RDB - Alice II

The Nonsense is Closer Than We Think

I can see how the Alice books can relate to Darwin and science through they're involvement with nature and all that, but it seems to me that, if anything, Carroll is poking fun at evolution and the idea of natural selection, even while he does not deny its existence.

All of the animals in Wonderland have taken on more or less human qualities. So many of the activities that Alice witnesses or participates in are typical human activities, only they are all oddly skewed and twisted. The human being is supposedly the most advanced and intelligent creature on earth at present, yet the comical light in which Carroll describes all of the events in Wonderland seems to suggest that the author views the real world and the activities that humans participate in as something of a joke.

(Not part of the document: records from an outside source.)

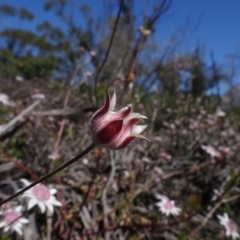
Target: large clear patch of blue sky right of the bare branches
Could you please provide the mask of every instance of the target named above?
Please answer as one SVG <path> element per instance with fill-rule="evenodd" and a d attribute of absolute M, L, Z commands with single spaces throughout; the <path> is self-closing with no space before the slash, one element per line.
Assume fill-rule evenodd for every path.
<path fill-rule="evenodd" d="M 213 51 L 217 61 L 240 48 L 240 1 L 238 0 L 182 0 L 174 1 L 173 17 L 167 21 L 165 31 L 188 18 L 198 27 L 188 36 L 187 46 L 203 44 Z"/>

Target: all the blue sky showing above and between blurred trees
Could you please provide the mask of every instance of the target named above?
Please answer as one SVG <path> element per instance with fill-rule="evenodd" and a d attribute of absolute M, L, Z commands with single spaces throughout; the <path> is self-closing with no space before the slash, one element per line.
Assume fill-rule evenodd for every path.
<path fill-rule="evenodd" d="M 77 13 L 82 3 L 90 5 L 92 12 L 99 16 L 104 14 L 101 0 L 69 0 L 72 4 L 69 13 L 81 23 Z M 144 0 L 135 0 L 135 11 L 142 19 Z M 145 0 L 146 12 L 150 13 L 154 3 L 158 0 Z M 43 9 L 44 0 L 0 0 L 0 4 L 7 3 L 15 7 L 26 7 L 35 14 L 33 23 L 16 22 L 0 16 L 0 30 L 5 27 L 19 26 L 34 29 L 36 23 L 48 19 L 53 25 L 59 25 L 57 17 Z M 239 0 L 173 0 L 170 10 L 163 16 L 156 26 L 154 39 L 166 42 L 179 28 L 187 26 L 182 50 L 193 50 L 196 45 L 204 47 L 205 57 L 210 60 L 210 51 L 214 52 L 217 63 L 225 63 L 227 54 L 238 54 L 240 50 L 240 1 Z M 21 26 L 20 26 L 21 24 Z M 238 79 L 235 79 L 238 82 Z"/>

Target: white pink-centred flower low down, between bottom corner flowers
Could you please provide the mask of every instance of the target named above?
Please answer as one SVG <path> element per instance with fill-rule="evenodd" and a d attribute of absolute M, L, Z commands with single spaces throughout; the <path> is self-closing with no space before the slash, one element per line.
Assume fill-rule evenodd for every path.
<path fill-rule="evenodd" d="M 181 209 L 175 206 L 174 201 L 170 200 L 167 196 L 160 194 L 157 194 L 156 197 L 160 200 L 156 205 L 163 214 L 166 214 L 167 216 L 170 214 L 175 216 L 179 215 Z"/>

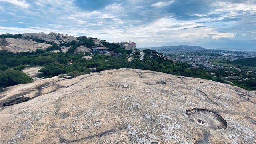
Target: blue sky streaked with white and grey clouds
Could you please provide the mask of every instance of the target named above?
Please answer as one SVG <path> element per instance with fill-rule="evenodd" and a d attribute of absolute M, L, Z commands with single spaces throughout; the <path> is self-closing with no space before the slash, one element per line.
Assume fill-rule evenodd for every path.
<path fill-rule="evenodd" d="M 0 34 L 256 49 L 256 0 L 0 0 Z"/>

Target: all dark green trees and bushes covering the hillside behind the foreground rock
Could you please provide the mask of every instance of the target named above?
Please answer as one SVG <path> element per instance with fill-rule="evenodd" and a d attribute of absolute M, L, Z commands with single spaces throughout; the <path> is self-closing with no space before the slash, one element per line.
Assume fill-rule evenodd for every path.
<path fill-rule="evenodd" d="M 2 38 L 18 38 L 20 34 L 4 34 L 0 36 L 2 36 Z M 32 79 L 21 71 L 27 66 L 44 66 L 44 68 L 40 69 L 42 74 L 38 76 L 44 78 L 50 78 L 58 75 L 62 75 L 60 77 L 63 77 L 63 74 L 68 74 L 72 77 L 81 74 L 88 74 L 90 72 L 90 68 L 96 68 L 97 71 L 117 68 L 132 68 L 228 83 L 222 79 L 225 76 L 229 76 L 225 70 L 209 71 L 201 68 L 188 68 L 188 64 L 174 63 L 171 60 L 165 60 L 158 56 L 160 55 L 159 52 L 150 49 L 144 50 L 144 59 L 139 60 L 140 52 L 138 50 L 133 53 L 132 50 L 124 50 L 124 48 L 118 47 L 118 45 L 104 41 L 102 44 L 109 48 L 109 50 L 116 53 L 122 53 L 123 55 L 112 57 L 108 55 L 95 54 L 90 60 L 82 59 L 84 54 L 74 54 L 74 51 L 79 46 L 93 48 L 95 46 L 92 42 L 94 38 L 88 39 L 85 36 L 80 36 L 77 39 L 78 40 L 73 40 L 72 42 L 61 43 L 60 46 L 52 45 L 46 50 L 36 50 L 35 52 L 20 52 L 15 54 L 12 52 L 0 51 L 0 88 L 32 82 Z M 44 42 L 42 40 L 37 41 Z M 66 54 L 62 52 L 50 52 L 52 50 L 60 50 L 61 46 L 70 47 Z M 90 53 L 87 54 L 91 55 Z M 134 60 L 128 62 L 128 56 L 132 56 Z M 238 62 L 240 61 L 236 61 L 236 63 Z M 216 73 L 216 75 L 212 75 L 210 73 Z M 239 72 L 234 71 L 233 73 L 238 74 Z M 240 86 L 247 90 L 256 90 L 255 79 L 253 79 L 256 78 L 256 76 L 245 73 L 239 74 L 242 74 L 242 78 L 250 78 L 250 80 L 234 81 L 234 86 Z"/>

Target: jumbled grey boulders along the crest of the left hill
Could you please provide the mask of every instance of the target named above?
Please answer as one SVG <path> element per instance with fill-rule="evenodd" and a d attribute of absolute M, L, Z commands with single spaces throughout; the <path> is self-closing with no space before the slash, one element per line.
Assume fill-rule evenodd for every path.
<path fill-rule="evenodd" d="M 61 42 L 68 43 L 73 40 L 76 40 L 76 38 L 74 36 L 68 36 L 67 34 L 63 35 L 63 34 L 59 34 L 59 33 L 57 34 L 55 32 L 51 32 L 50 34 L 45 34 L 43 32 L 41 32 L 41 33 L 25 33 L 22 35 L 23 35 L 22 36 L 23 38 L 30 38 L 33 40 L 41 39 L 41 40 L 52 42 L 53 44 L 57 44 L 57 45 L 60 45 Z"/>

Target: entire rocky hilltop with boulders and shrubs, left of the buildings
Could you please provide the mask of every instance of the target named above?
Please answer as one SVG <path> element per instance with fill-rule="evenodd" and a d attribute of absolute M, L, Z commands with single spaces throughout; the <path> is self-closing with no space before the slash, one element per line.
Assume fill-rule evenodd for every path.
<path fill-rule="evenodd" d="M 108 46 L 108 42 L 98 38 L 87 38 L 86 36 L 76 38 L 74 36 L 68 36 L 67 34 L 64 35 L 55 32 L 50 32 L 49 34 L 41 32 L 0 35 L 0 50 L 7 50 L 8 52 L 14 53 L 34 52 L 38 49 L 53 52 L 62 51 L 63 53 L 66 53 L 70 48 L 72 49 L 72 52 L 80 52 L 81 50 L 83 52 L 91 52 L 92 50 L 89 49 L 95 46 L 104 46 L 103 44 Z"/>

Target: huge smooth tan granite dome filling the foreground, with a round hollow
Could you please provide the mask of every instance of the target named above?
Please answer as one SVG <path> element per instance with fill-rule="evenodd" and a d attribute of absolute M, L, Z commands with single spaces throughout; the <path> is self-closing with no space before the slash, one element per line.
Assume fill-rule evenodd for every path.
<path fill-rule="evenodd" d="M 254 144 L 255 106 L 242 88 L 160 72 L 56 76 L 0 92 L 0 143 Z"/>

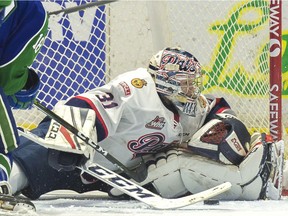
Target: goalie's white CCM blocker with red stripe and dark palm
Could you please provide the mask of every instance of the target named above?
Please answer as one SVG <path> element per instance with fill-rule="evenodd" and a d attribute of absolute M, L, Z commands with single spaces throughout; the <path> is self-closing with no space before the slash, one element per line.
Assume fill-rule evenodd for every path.
<path fill-rule="evenodd" d="M 96 114 L 93 110 L 58 103 L 54 112 L 85 136 L 97 142 Z M 95 152 L 85 141 L 53 119 L 45 140 L 47 147 L 50 148 L 49 164 L 57 170 L 72 170 L 79 163 L 84 163 L 83 159 L 90 158 L 90 155 L 94 155 Z"/>

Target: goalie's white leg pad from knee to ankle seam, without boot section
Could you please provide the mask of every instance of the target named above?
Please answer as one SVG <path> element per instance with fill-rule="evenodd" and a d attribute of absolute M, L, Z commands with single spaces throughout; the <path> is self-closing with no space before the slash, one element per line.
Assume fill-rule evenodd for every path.
<path fill-rule="evenodd" d="M 151 163 L 153 160 L 154 163 Z M 148 177 L 141 185 L 152 182 L 157 192 L 165 198 L 198 193 L 226 181 L 232 183 L 232 188 L 217 198 L 231 200 L 241 196 L 242 178 L 237 166 L 224 165 L 181 150 L 157 154 L 147 163 Z"/>

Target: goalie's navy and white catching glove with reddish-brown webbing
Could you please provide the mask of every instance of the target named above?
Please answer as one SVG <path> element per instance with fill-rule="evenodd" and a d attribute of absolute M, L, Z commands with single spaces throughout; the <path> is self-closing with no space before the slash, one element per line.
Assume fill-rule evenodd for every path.
<path fill-rule="evenodd" d="M 201 127 L 188 143 L 188 149 L 224 164 L 239 165 L 249 150 L 250 134 L 235 116 L 217 114 Z"/>

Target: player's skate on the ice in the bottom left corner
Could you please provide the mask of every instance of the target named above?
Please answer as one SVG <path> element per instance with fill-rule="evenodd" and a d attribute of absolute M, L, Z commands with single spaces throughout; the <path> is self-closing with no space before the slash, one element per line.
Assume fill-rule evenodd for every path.
<path fill-rule="evenodd" d="M 36 211 L 36 208 L 29 199 L 0 194 L 0 210 L 27 213 Z"/>

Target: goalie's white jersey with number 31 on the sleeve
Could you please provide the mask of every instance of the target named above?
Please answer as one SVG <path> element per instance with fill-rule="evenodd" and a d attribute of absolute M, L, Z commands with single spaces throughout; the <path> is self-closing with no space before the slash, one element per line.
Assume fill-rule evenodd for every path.
<path fill-rule="evenodd" d="M 195 116 L 176 110 L 172 103 L 159 97 L 153 78 L 143 68 L 70 98 L 66 105 L 95 111 L 98 144 L 127 167 L 138 164 L 138 156 L 188 141 L 202 126 L 210 109 L 201 95 Z M 99 153 L 94 158 L 97 163 L 116 169 Z"/>

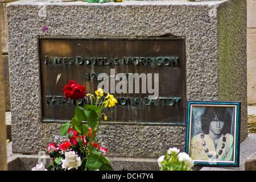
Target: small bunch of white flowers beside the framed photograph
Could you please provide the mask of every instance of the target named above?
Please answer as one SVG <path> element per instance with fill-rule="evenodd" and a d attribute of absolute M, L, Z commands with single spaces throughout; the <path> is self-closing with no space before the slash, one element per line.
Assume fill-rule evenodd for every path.
<path fill-rule="evenodd" d="M 158 158 L 158 166 L 160 171 L 190 171 L 194 162 L 188 154 L 174 147 Z"/>

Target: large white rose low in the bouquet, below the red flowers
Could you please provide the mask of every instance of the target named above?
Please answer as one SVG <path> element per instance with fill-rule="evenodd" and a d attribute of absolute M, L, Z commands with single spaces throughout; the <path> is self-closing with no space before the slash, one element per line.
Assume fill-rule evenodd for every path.
<path fill-rule="evenodd" d="M 65 159 L 61 159 L 61 167 L 64 169 L 72 169 L 81 166 L 81 158 L 76 155 L 75 151 L 65 152 Z"/>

Some of the most ridiculous characters are, in fact, known to be representatives of actual people Carroll knew. For instance, "the Gryphon and the Mock Turtle were nicknames for the author's two brothers who studied at the college, and 'twinkle, twinkle, little bat' was a joke at the expense of Carroll's colleague and former tutor, Professor Bartholomew Price" (Dougill 275).


Carroll pokes fun at these strange creatures' human counterparts

Carroll has a lot of fun with poking at ceremonies that are very normal in every day life. The Mad Hatter's crazy tea party makes no sense to Alice, and the reader can easily say that the scene is only comical because real tea parties are nothing like this one, yet Dougill admits that this tea party "has something of the manner of the riotous meals in hall where students bombarded each other with food, and the frog-footman at the duchess's door stands by impassively as a plate is hurled, much as college servants turned a blind eye to the ragging of aristocratic students" (Doubill 276). In a similar manner, how often are trials and the justice system made fun of and parodied as they are in the trial of the stolen tarts?

How different are some of are actions from the ridiculous ones mentioned in Carroll's books?

We may think that we are the most civilized race in existence, but how many things that we do, when looked at objectively, are actually ridiculous? I echo Rachel when I say that the wisest thing said in the Alice books is that "we're all mad here" (Carroll 66). We think that if someone doesn't fit in perfectly to our society they must be "stupid [they are] because [they] do not catch on to the new ways," when really it is our 'new ways' that are stupid much of the time (Dougill 278).

So how does Darwin fit in to all this? Well, Darwin claims that "as natural selection works solely by and for the good of each being, all corporeal and mental endowments will tend to progress towards perfection" (Darwin 239). If we are supposedly progressing towards perfection, though, I am a bit worried about the future of our society, which so often acts, as Carroll points out, completely mad.